Geographical distribution of the articles included in this review was limited. There were many articles from Finland and Sweden, few from Norway and only one from Latvia. Since the concept of WKH is widely used in all the Baltic Countries and to some extent also in Western Russia, the lack of studies from these countries is unexpected. In Latvia there has been a lot of research on WKHs, but the focus has been on describing the species in WKHs or comparing different types of WKHs (for example [63,64]). Also, many forests in Latvia are temperate and studies conducted in non-boreal forests were excluded from this review.

The results can also be affected by the studied taxa. Most of the studies included in this review were concentrating on small, sedentary, and poorly distributing organisms like insects, plants, and fungi. The importance of SPHPs for these small and local organisms is clear but based on this review the importance of SPHPs for example for mammals and birds is not known.

Not all studies included in narrative synthesis had suitable data for quantitative analysis and hence the quantitative synthesis could not be based on the whole knowledge base. Reporting on the effect modifiers was also inadequate in many articles. This naturally affected meta-analyses when the influence of effect modifiers could not be analysed. Especially age of the comparator forest and the type of management of the area surrounding SPHPs would have been interesting effect moderators to analyse with more data. The lack of studies comparing WKHs with differently managed surroundings was highlighted already in a former systematic review by Timonen et al. [35].

Review conclusions

Implication for policy/management

There were more species, individuals, and dead wood in WKHs than in production forests which indicates that setting aside SPHPs helps to protect biodiversity in production forests. However, species assemblages differed between SPHPs and natural forests meaning that SPHPs cannot be considered as a substitute for large natural forests like national parks and reserves. But SPHPs do complement the protected area network and may increase connectivity between larger reserves by providing habitats for species with restricted dispersal abilities.

Most of the studies concentrated on rare/indicator/signal species and data extraction were also targeted towards these species. Therefore, the results cannot be straightforwardly generalized to all species, not even to all species of the most studied species groups. However, because the purpose of setting aside small habitat patches is to protect especially rare species, the results indicate the success of achieving this target.

Also, clear majority of the studies were about WKHs and therefore, the results cannot be generalized directly to other types of small protected habitat patches when they do not share similar attributes with WKHs. The geographical distribution of the included studies should also be considered when generalizing the results.
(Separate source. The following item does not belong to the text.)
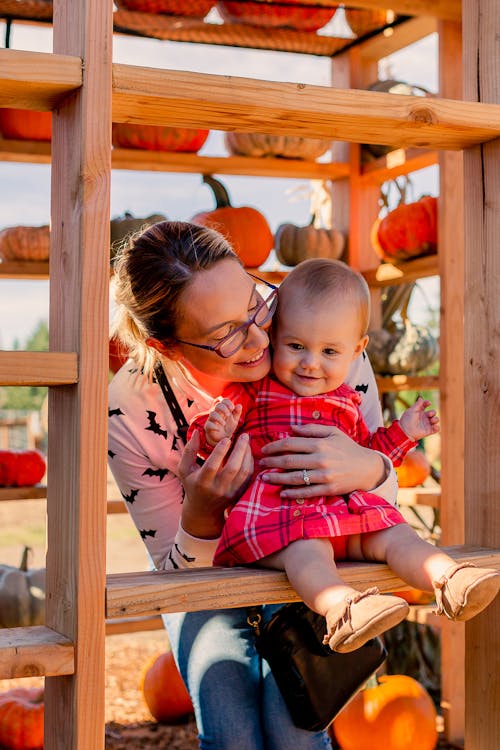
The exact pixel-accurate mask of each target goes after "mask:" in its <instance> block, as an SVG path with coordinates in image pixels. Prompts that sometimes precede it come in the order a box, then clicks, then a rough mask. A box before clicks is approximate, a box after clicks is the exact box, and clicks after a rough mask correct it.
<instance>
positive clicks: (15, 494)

Most of the studies were conducted in Finland and Sweden, and even between these two countries the definitions, sizes, and protection status of WKHs differs.

Implication for research

Based on this systematic review, there are knowledge gaps regarding geographical distribution, interventions and studied organisms. More research on SPHPs in general is needed, and especially research comparing SPHPs and production forests or natural forests is needed in Baltic Countries and Russia, and to some extent also in Norway. Alongside WKHs, future research should concentrate on other small protected habitat patches, such as voluntarily protected areas.

The results of this review indicate that importance of SPHPs to mammals and birds is not known and more studies concentrating on these species is needed. In addition, replicating past studies in the future would offer more information about the ability of SPHPs to maintain biodiversity in the long run. To enhance reliability of the individual studies and meta-analyses in the future, it is important to report more in detail about potential effect modifiers and reasons for heterogeneity. Especially reporting the management intensity of the area surrounding the SPHPs is important for achieving information on the ability of SPHPs to maintain biodiversity within different landscape matrices.